Le chiffrage présente ainsi une configuration au stade de la demande d'autorisation (29,8 à 37,5 milliards) et trois autres configurations traduisant différents scénarios. Cela inclut notamment des incertitudes sur le niveau de fiscalité des installations nucléaires, pour un écart de 7,4 milliards d'euros entre l'estimation haute et basse ; et la réalisation d'économies permises par des optimisations de maturités diverses. Par exemple, l'intégration de matériaux plus performants ou l'allongement d'alvéoles, ce qui réduit le nombre de galeries à construire.

Le nouveau chiffrage prévoit des coûts de sécurisation du site d'environ 10 millions d'euros par an qui n'étaient pas prévus en 2014.

Le coût du projet est prévu pour le stockage des déchets déjà produits ou futurs des installations nucléaires existantes ou déjà autorisées à fin 2016 qui constituent "l'inventaire de référence". Mais pas ceux des 6 futurs réacteurs EPR2 annoncés en 2022 par Emmanuel Macron, qui ne sont pas encore autorisés, indique l'Andra.

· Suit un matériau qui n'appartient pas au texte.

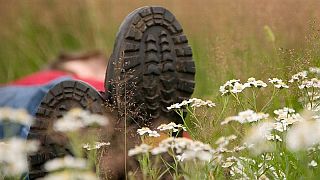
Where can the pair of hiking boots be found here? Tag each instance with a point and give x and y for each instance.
(151, 67)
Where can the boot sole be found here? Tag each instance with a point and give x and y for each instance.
(151, 66)
(61, 98)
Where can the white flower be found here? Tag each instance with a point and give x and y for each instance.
(146, 130)
(247, 116)
(273, 137)
(252, 82)
(171, 126)
(299, 76)
(313, 83)
(143, 131)
(77, 119)
(20, 116)
(13, 155)
(67, 162)
(278, 83)
(315, 70)
(97, 145)
(313, 163)
(142, 149)
(237, 88)
(286, 117)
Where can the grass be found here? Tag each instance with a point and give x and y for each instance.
(230, 39)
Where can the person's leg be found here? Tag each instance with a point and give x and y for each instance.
(151, 68)
(23, 97)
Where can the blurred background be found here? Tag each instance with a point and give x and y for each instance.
(230, 39)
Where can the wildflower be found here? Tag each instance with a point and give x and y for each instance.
(237, 88)
(313, 83)
(67, 162)
(278, 83)
(146, 130)
(143, 148)
(315, 70)
(313, 163)
(286, 117)
(299, 76)
(77, 119)
(13, 159)
(223, 141)
(247, 116)
(19, 116)
(252, 82)
(171, 126)
(97, 145)
(273, 137)
(72, 175)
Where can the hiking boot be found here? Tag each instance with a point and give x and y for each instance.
(151, 66)
(61, 98)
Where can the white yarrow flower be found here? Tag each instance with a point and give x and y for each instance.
(67, 162)
(142, 149)
(278, 83)
(247, 116)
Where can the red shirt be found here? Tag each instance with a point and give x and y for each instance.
(43, 77)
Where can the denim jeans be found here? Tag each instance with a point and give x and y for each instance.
(24, 97)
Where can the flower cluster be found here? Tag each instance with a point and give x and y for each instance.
(315, 70)
(19, 116)
(247, 116)
(67, 162)
(96, 145)
(313, 83)
(278, 83)
(194, 102)
(252, 82)
(299, 76)
(13, 156)
(235, 86)
(286, 117)
(76, 119)
(146, 130)
(171, 127)
(141, 149)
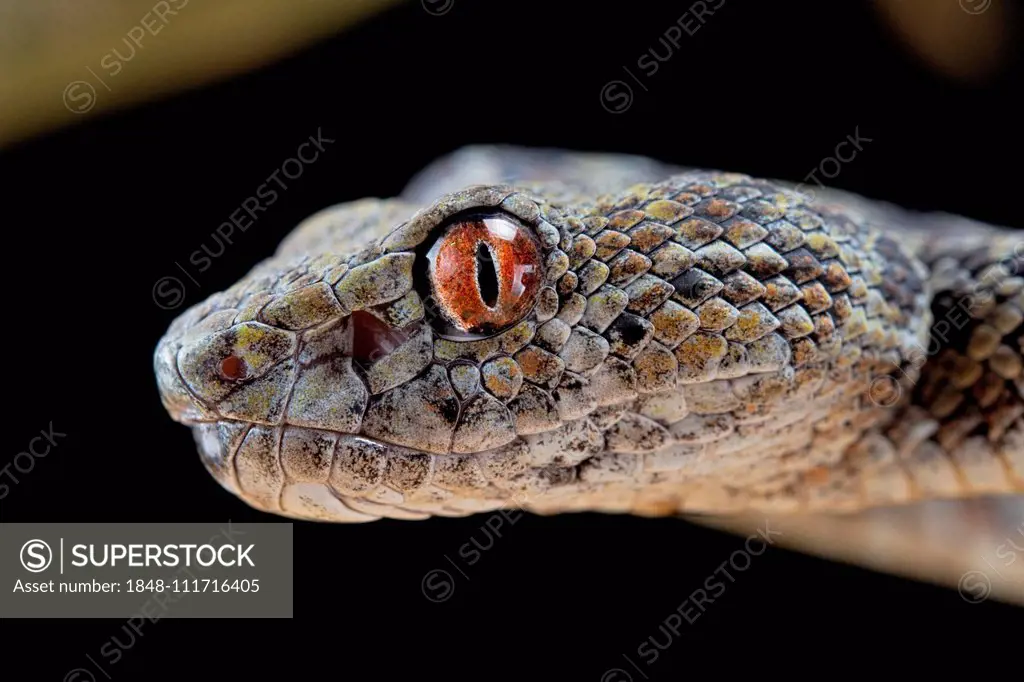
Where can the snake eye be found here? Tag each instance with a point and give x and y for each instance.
(485, 273)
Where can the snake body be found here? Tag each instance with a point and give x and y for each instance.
(701, 341)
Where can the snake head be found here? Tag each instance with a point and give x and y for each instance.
(427, 370)
(560, 349)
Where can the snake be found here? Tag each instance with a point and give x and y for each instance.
(583, 332)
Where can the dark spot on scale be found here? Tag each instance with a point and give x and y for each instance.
(233, 368)
(373, 338)
(631, 329)
(450, 410)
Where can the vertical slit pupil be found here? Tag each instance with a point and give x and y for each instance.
(486, 275)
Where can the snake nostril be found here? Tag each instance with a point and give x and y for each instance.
(233, 368)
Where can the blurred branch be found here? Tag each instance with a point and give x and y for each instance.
(962, 39)
(64, 60)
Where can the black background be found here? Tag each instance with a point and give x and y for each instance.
(95, 214)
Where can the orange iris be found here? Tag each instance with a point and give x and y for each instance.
(485, 273)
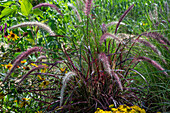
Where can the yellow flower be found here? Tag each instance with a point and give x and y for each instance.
(34, 64)
(8, 66)
(2, 95)
(138, 109)
(44, 69)
(24, 61)
(44, 84)
(101, 111)
(13, 36)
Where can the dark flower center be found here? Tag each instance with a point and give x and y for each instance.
(12, 35)
(45, 83)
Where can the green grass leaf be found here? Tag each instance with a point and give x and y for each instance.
(8, 11)
(26, 7)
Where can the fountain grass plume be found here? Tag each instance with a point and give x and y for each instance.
(39, 24)
(106, 64)
(154, 63)
(146, 43)
(21, 57)
(122, 17)
(158, 37)
(113, 23)
(66, 78)
(48, 5)
(29, 72)
(106, 35)
(75, 10)
(88, 6)
(41, 57)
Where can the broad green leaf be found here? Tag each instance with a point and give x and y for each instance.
(38, 12)
(16, 54)
(8, 11)
(26, 7)
(2, 49)
(5, 4)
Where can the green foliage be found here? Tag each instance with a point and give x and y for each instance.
(26, 7)
(78, 47)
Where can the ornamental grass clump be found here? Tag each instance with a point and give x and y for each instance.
(87, 74)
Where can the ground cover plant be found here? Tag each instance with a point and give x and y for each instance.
(84, 56)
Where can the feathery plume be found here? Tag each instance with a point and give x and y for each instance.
(106, 64)
(29, 72)
(39, 24)
(41, 57)
(122, 17)
(88, 7)
(113, 23)
(48, 5)
(158, 37)
(106, 35)
(66, 78)
(155, 12)
(21, 57)
(75, 10)
(146, 43)
(5, 28)
(154, 63)
(151, 16)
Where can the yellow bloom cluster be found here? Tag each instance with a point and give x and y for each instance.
(123, 109)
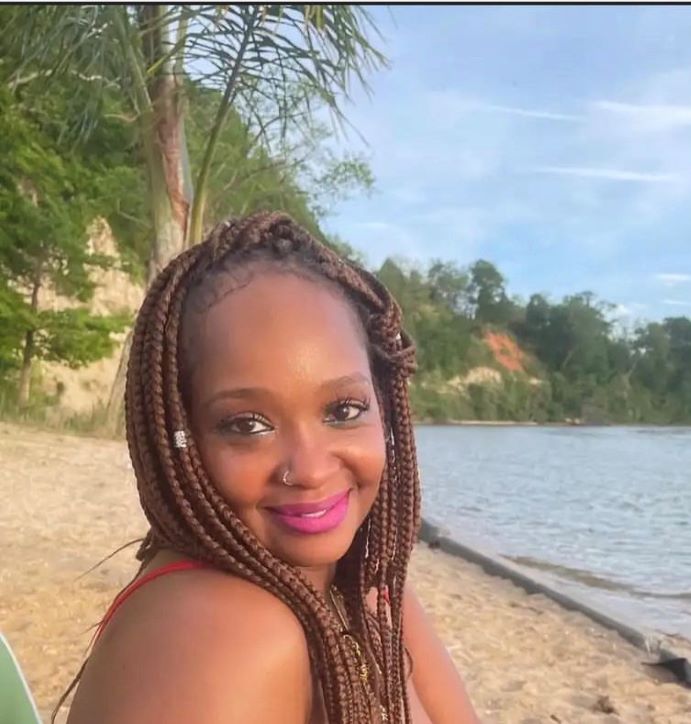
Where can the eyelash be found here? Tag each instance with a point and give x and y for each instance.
(225, 426)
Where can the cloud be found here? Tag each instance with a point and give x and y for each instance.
(672, 280)
(649, 117)
(608, 174)
(451, 102)
(527, 112)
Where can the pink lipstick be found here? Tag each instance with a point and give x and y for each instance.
(310, 518)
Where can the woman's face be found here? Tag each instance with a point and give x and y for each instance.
(281, 381)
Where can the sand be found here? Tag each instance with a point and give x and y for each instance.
(69, 501)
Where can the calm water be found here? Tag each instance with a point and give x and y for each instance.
(606, 510)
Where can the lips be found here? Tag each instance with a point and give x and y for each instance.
(319, 517)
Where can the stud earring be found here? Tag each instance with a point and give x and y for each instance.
(179, 439)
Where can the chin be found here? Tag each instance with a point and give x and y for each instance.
(313, 551)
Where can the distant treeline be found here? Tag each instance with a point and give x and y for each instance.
(577, 365)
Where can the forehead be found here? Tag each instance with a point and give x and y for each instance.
(277, 329)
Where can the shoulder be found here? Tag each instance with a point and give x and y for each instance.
(198, 646)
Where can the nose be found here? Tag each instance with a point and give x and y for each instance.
(310, 460)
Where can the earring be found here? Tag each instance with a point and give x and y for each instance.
(179, 439)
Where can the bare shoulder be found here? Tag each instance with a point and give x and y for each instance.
(436, 681)
(198, 646)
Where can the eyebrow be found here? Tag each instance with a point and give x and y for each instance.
(245, 392)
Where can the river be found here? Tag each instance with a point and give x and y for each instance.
(605, 510)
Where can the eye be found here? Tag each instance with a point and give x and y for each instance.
(346, 410)
(246, 425)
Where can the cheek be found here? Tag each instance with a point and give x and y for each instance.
(239, 475)
(370, 458)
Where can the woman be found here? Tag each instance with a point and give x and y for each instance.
(270, 433)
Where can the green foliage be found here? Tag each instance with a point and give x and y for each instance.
(576, 367)
(49, 192)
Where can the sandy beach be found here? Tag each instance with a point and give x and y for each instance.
(70, 501)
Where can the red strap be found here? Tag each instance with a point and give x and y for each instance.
(150, 576)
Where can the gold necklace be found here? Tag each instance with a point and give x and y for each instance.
(363, 669)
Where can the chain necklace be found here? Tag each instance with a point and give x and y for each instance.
(363, 668)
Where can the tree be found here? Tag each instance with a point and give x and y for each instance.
(449, 285)
(487, 294)
(43, 218)
(255, 55)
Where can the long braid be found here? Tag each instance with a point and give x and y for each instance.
(187, 513)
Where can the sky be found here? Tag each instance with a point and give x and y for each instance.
(553, 141)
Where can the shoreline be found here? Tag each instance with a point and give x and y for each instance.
(525, 659)
(533, 423)
(656, 644)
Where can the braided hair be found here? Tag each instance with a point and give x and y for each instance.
(188, 514)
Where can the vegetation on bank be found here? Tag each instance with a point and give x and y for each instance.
(483, 355)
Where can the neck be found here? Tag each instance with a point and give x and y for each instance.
(321, 577)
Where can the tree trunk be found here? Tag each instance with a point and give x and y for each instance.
(25, 373)
(169, 178)
(29, 344)
(168, 173)
(115, 417)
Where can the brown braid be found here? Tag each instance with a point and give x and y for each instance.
(187, 513)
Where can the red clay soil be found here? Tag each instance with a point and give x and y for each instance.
(505, 351)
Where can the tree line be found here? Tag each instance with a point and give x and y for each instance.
(579, 364)
(108, 111)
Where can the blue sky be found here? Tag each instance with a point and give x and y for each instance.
(553, 141)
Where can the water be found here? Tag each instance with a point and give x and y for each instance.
(605, 510)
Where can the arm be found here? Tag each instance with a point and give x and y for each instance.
(437, 683)
(210, 650)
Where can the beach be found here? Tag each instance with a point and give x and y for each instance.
(70, 501)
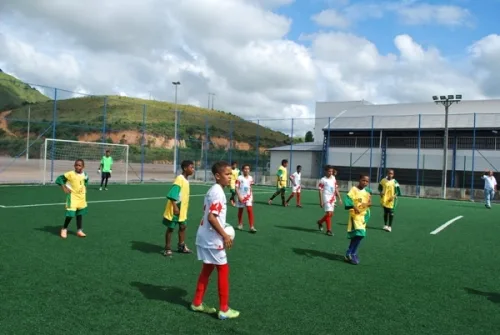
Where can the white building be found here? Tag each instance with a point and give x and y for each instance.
(359, 136)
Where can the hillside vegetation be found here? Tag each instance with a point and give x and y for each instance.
(83, 118)
(15, 93)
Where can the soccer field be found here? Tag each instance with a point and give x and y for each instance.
(287, 279)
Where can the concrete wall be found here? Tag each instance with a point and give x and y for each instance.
(407, 158)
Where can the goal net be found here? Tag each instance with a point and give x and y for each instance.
(58, 157)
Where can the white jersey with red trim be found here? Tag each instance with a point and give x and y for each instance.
(244, 187)
(328, 187)
(215, 203)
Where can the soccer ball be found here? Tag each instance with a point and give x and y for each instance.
(229, 230)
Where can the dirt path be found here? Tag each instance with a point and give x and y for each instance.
(3, 123)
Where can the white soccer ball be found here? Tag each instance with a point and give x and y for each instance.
(229, 230)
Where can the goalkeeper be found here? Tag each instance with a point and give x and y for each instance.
(105, 167)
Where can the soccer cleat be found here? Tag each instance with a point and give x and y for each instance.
(229, 314)
(203, 309)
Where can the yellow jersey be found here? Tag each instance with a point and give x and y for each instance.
(389, 190)
(281, 177)
(360, 199)
(235, 173)
(179, 193)
(76, 182)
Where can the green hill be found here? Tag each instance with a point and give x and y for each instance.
(15, 93)
(82, 119)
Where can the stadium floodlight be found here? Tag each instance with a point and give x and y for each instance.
(446, 102)
(176, 126)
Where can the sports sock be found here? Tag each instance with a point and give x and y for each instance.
(79, 222)
(250, 215)
(391, 218)
(201, 286)
(329, 223)
(223, 284)
(240, 216)
(67, 221)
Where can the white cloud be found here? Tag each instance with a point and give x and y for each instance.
(236, 49)
(331, 18)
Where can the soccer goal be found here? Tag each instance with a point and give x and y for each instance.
(58, 157)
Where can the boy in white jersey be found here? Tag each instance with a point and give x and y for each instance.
(295, 181)
(328, 194)
(245, 197)
(211, 242)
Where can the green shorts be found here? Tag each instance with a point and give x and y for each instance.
(73, 213)
(172, 224)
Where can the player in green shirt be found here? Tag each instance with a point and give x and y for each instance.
(105, 167)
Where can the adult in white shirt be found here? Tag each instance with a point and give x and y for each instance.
(490, 186)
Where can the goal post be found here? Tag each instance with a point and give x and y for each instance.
(58, 157)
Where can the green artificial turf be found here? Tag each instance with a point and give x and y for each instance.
(286, 279)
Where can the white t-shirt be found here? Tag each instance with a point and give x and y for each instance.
(215, 203)
(296, 178)
(489, 182)
(244, 187)
(328, 187)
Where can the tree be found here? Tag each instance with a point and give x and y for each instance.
(309, 137)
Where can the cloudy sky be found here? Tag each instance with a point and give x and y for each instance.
(262, 58)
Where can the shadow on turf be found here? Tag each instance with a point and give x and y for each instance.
(491, 296)
(310, 253)
(298, 229)
(145, 247)
(170, 294)
(55, 230)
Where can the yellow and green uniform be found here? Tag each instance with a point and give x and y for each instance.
(235, 173)
(281, 178)
(76, 201)
(179, 193)
(356, 198)
(107, 163)
(389, 191)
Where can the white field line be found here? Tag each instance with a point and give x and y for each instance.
(434, 232)
(103, 201)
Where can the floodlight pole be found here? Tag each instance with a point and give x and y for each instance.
(176, 125)
(446, 103)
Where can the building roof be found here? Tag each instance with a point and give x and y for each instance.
(406, 116)
(300, 147)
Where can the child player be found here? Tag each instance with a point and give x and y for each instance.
(295, 180)
(105, 167)
(280, 183)
(245, 197)
(235, 173)
(211, 244)
(389, 192)
(328, 193)
(358, 202)
(74, 184)
(177, 208)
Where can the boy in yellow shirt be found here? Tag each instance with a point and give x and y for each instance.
(74, 184)
(177, 208)
(358, 202)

Toutefois, "au titre de l'adaptabilité", l'Andra a étudié cette hypothèse qui représenterait une augmentation de 5% du volume des déchets dits "à vie longue" et de 20% des déchets dits "à haute activité" par rapport au total prévu pour Cigéo. Ceux-ci "seront intégrés dans l'inventaire de réserve" et "la faisabilité de leur prise en charge (...) regardée pendant l'instruction".

Si la relance du nucléaire va au-delà, avec les huit EPR2 additionnels évoqués par Emmanuel Macron ou de petits réacteurs (SMR), d'autres études seront nécessaires, et "si on rajoute des déchets, forcément le coût augmentera", indique l'Andra.